The money will fund street outreach, drop-in centers, emergency shelters, and transitional-living and supportive-housing programs.
“Providing these services now can lead to hopeful days ahead and bright futures,’’ Jesson said in a statement.
Brighter path
Trekking along that brighter path is Warner, age 22. She says she was helped by YouthLink in Minneapolis, a nonprofit that last year worked with more than 2,200 youths ages 16 to 23 to provide basic needs, find secure housing and move toward financial stability.
(You’ll notice here that YouthLink served far more than the official count of 1,000 homeless youths unaccompanied by adults tallied in October 2012 by Wilder Research. That’s because, advocates for the homeless often say, these young people avoid official counters.)
YouthLink will receive $144,000 over two years in state money. It will be used to help fund their drop-in center where youth can find a meal and clean clothes, take a shower, use laundry facilities or connect up with Youth Opportunity Center partners — 30 different community agencies offering medical, educational, housing and employment services.
That Youth Opportunity Center model is one of only two in the country, said Heather Huseby, executive director of YouthLink, which started serving youth on the streets 40 years ago. Youth served mostly range in age from 18 to 21. Many are chronically homeless and need services to “turn their lives around,’’ Huseby said.
On her own
After a childhood of moving from place to place and tired of a mom who had “never really been there” for her, Warner said, she took off on her own at 17 because she didn’t want to have to change high schools yet again. She chose to stay put and graduate.
The next five years she spent “bouncing around from place to place, kind of couch-hopping” at the homes of friends, paying rent in cash or food stamps, she said, while working a series of temporary and seasonal jobs.
During that time she’d dropped into YouthLink for help finding part-time jobs, food, clothes, bus passes. “They were pretty much there,’’ she said.
She also worked jobs in restaurants, at a pet hospital and as a metal worker, a sales associate and a personal-care attendant, not ready to settle down and get focused on school.
Then last month, with financial support from YouthLink and the S.T.A.R.T. (Surviving to Thriving A Real Transition) program, she moved into her own one-bedroom apartment in Anoka with big windows, a walk-in closet and an outdoor pool, paying $430 in monthly rent. She also started classes at Anoka Ramsey Community College.
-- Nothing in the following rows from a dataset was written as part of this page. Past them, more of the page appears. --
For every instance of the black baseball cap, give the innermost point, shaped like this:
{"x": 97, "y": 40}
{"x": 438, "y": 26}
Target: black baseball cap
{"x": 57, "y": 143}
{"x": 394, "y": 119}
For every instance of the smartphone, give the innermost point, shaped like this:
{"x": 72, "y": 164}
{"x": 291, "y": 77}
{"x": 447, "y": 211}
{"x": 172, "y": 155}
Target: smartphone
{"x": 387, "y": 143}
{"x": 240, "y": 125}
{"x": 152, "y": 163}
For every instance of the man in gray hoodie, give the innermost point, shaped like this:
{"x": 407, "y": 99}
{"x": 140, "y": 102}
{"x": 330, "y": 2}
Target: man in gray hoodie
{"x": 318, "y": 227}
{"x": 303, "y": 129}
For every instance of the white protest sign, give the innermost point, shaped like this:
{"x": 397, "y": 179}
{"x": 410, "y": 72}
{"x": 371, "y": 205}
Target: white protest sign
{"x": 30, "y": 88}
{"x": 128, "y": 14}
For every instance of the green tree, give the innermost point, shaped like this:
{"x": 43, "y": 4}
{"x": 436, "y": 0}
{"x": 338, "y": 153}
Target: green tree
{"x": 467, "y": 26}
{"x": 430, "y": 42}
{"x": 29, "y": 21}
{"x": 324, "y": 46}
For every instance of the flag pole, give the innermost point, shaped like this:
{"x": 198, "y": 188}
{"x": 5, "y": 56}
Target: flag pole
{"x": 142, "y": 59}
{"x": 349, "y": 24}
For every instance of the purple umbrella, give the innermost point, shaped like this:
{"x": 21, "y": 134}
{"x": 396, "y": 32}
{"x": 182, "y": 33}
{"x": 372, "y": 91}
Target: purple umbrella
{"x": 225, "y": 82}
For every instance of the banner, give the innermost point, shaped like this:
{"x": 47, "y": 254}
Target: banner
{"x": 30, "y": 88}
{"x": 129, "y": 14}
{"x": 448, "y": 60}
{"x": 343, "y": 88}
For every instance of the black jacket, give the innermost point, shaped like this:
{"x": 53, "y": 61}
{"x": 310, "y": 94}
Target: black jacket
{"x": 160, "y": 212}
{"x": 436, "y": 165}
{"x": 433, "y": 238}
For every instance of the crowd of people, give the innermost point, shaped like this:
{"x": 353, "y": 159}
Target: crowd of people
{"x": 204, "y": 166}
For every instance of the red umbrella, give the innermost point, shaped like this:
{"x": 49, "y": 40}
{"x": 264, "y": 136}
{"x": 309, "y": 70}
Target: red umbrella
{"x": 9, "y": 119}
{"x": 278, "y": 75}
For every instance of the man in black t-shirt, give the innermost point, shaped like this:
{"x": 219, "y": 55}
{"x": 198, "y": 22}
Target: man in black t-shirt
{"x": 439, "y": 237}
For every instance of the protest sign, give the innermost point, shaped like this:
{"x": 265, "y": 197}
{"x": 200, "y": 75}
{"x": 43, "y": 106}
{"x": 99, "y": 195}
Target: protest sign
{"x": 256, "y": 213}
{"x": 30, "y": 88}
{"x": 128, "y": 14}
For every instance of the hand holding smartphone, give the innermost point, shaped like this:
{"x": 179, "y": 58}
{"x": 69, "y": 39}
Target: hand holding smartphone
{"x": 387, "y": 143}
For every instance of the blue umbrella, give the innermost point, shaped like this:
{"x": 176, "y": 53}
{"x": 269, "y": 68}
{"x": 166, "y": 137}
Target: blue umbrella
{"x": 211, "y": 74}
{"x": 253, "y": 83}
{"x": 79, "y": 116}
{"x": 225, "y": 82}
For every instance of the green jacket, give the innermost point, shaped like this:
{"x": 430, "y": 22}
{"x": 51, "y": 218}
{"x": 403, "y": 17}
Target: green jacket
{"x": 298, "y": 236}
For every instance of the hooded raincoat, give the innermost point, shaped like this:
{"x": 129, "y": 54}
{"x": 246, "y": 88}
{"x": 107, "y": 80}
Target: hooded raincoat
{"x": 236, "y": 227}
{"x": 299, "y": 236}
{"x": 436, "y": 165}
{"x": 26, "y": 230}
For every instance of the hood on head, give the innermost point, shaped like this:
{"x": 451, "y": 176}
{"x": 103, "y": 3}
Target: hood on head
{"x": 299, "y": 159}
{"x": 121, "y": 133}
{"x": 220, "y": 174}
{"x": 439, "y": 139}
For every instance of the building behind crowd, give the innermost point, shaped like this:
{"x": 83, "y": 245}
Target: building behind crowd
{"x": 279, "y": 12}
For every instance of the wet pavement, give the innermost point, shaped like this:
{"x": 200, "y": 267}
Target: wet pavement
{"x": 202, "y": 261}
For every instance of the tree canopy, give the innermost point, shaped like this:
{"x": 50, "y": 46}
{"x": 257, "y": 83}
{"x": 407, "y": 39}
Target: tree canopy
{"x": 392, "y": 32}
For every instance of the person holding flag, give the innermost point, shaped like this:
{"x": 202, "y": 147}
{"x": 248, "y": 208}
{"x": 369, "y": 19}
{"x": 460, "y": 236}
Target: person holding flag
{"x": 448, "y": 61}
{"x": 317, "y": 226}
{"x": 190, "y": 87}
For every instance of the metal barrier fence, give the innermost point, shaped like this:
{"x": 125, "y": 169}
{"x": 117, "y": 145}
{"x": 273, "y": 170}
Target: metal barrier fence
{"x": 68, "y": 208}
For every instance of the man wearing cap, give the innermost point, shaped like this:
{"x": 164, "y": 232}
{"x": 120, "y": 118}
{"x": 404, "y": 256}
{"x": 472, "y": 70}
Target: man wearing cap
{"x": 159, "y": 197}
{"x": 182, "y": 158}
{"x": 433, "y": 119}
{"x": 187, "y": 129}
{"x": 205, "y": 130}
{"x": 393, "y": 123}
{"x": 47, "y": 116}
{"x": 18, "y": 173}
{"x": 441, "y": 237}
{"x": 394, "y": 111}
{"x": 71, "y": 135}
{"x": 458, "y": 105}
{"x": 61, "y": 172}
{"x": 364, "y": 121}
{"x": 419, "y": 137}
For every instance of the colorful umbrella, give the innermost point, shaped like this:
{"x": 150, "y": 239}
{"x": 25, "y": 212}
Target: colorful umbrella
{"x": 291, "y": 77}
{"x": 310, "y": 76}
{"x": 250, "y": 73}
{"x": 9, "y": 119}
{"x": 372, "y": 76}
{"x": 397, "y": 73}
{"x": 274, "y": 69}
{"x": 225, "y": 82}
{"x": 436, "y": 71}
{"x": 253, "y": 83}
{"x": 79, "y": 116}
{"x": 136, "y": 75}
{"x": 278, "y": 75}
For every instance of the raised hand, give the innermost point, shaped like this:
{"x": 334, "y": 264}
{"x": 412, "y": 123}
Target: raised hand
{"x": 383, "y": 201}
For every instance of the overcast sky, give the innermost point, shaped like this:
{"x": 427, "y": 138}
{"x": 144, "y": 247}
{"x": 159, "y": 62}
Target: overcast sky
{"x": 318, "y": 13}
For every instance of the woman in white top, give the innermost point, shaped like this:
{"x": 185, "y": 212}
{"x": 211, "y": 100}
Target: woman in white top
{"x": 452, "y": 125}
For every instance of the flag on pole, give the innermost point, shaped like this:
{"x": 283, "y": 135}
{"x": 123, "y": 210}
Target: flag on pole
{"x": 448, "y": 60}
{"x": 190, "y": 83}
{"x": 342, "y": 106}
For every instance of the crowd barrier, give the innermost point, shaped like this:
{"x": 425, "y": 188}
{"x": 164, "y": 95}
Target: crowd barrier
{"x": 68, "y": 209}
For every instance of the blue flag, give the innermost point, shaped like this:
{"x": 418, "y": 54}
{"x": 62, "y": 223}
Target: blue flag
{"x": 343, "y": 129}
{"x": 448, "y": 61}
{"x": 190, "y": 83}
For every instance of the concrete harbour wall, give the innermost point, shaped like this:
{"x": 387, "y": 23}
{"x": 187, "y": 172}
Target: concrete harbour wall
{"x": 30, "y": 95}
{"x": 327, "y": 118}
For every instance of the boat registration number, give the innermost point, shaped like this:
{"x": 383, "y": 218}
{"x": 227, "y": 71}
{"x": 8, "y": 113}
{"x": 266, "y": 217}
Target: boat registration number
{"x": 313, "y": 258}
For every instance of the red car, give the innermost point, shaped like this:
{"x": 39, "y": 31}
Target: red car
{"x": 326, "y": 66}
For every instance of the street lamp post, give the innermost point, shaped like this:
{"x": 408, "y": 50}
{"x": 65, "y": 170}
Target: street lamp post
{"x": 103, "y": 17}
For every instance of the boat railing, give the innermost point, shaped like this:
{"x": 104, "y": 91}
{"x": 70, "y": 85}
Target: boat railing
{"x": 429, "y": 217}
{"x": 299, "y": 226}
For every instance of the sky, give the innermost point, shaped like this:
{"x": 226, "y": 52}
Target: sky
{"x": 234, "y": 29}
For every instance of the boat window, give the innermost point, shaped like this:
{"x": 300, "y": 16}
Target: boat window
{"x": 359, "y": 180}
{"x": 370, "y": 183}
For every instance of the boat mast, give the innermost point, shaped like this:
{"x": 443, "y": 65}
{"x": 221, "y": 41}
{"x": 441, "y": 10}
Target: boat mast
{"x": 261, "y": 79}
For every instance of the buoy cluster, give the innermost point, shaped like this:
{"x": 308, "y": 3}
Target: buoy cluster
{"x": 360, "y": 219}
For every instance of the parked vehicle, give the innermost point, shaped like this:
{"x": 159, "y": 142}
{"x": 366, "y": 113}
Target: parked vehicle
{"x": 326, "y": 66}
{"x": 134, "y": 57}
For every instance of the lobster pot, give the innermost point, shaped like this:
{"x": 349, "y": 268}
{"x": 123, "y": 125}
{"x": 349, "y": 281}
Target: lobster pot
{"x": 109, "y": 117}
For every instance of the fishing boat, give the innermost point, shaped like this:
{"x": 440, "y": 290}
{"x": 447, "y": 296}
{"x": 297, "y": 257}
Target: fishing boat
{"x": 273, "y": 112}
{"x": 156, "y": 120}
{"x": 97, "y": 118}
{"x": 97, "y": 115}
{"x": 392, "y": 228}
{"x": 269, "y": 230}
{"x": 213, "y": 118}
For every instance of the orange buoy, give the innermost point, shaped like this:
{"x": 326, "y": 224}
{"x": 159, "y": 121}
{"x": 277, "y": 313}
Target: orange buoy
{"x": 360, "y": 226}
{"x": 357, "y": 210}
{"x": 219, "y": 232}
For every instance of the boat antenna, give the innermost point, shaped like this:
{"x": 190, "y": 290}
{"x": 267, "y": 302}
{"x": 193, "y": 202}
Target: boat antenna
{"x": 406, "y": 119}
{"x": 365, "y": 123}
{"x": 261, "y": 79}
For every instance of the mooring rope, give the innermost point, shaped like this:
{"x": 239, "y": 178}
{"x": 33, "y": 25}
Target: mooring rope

She works part time as an intern for YouthLink in their development office, for $10 an hour.
S.T.A.R.T., a collaboration between YouthLink and Outward Bound, also offers experiences like indoor rock-climbing, cross-country skiing and canoeing to challenge young people and give them a different perspective on life, said Nate Hurliman, S.T.A.R.T. transitions coach. The program helps youth set and accomplish goals and gain more self confidence, he said.
Warner said the S.T.A.R.T. program and a rock-climbing exercise helped her realize that not only could she climb 30 feet up, but that she also could do what she set out to do, namely go to college and major in zoology.
“What we’re really doing is [helping them] transform very quickly their lives into being able to believe in themselves and to live independently in a positive way,’’ Huseby said.